Прошли последние часы старого года. И этих накрепко приклеившихся картин и навалившегося одиночества больше нет.

Новый год.

Всю ночь валил снег, воздух был чистый, и дышалось легко, Вернон Эриксен слушал, как хрустит снег под ногами. Было совсем рано, когда он вышел из дома в Маркусвилле, еще не рассвело, когда он сел в автомобиль и поехал кружной дорогой через Мерн-Риф-драйв, всякий раз тот же самый ритуал с тех самых пор, когда ему было двадцать. Проезжая мимо, он взглянул украдкой на большой дом Финниганов, освещенная кухня и гостиная, и снова это чувство, оно возникало всякий раз, когда он видел Алису там внутри — порой это было ощущение утраты, порой печаль, раза два — радость, что хоть на миг можешь оказаться рядом с ней.

Вернон верил, что они обещали друг другу вечность, ему было девятнадцать, и он не желал принимать ее отказ, она оставила его, как раз в те самые недели, когда сперва рак забрал мать, а потом шнур, завязанный на потолочной балке, — отца.

И тогда его самого вдруг охватила огромная пустота, и он утонул в ней.

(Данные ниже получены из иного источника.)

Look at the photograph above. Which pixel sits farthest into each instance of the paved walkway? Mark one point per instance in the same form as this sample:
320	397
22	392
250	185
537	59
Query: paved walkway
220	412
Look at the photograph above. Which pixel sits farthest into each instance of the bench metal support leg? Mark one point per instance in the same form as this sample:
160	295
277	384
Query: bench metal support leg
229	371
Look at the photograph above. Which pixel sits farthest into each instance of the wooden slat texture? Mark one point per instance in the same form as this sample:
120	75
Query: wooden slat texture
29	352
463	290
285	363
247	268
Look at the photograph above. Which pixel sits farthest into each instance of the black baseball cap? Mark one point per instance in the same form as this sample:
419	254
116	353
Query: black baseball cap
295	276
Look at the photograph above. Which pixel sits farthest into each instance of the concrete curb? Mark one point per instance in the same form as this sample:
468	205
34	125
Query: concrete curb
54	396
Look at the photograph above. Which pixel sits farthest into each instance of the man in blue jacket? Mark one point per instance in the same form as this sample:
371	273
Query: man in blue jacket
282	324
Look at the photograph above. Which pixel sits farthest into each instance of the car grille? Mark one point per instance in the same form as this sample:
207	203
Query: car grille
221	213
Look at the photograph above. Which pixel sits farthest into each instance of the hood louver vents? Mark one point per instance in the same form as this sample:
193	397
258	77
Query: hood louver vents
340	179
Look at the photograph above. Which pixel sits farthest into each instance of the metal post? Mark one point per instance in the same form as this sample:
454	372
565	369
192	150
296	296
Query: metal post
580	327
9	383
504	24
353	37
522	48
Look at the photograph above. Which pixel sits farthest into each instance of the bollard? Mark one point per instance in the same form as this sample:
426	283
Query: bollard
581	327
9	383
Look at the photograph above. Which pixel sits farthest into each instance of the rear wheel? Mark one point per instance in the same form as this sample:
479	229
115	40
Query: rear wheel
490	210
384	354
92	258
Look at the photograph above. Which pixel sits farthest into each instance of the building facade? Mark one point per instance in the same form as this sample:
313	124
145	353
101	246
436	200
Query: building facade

Вернон продолжал путь по Индиан-драйв и прихватил Рубена Фрая, тот уже закрыл свою дверь и ждал его на веранде. Они не снимали пальто, печка в автомобиле в ту зиму плохо работала, следовало ее починить, но это влетело бы в копеечку, и он все откладывал ремонт, неделя за неделей — еще пара месяцев, а там уже и весна.

Они сидели молча на передних сиденьях. Вернон вывел машину на шоссе 23 и проехал несколько километров на север к Колумбусу. Они были знакомы уже много лет, поначалу так же, как и все жители Маркусвилла, перебрасывались парой слов в магазине или встречаясь на улице. В тот день, когда все полетело к черту, когда Элизабет Финниган нашли застреленной на полу со спермой Джона Фрая внутри, эти отношения быстро изменились. Вернон был начальником охраны в отделении приговоренных к смерти в восточном блоке тюрьмы Маркусвилла, а Рубен был отцом семнадцатилетнего мальчишки, который там оказался.

Прошло несколько лет, Рубен избегал появляться на людях, а когда все же они встречались с Верноном, то отворачивался, как поступают те, кому стыдно.

Как-то утром в «Софиосе» они сидели каждый за своим столиком, ели блинчики с черникой и читали «Портсмут пост», но потом посмотрели друг на друга, слегка улыбнулись, и Рубен Фрай указал рукой на пустой стул рядом с собой: подойди сюда, подойди, поговорим, как прежде.

Вернон смотрел на дорогу, фары, словно два огромных глаза в кромешной темноте. Влажный воздух в машине начал медленно согреваться. Вернон почувствовал, как напряжение уходит, руки не так крепко сжимают руль. Возле Пайктона он прибавил скорость, до Колумбуса оставалось миль девять, они будут там через час.

— Я отказался участвовать в казнях. Я рассказывал?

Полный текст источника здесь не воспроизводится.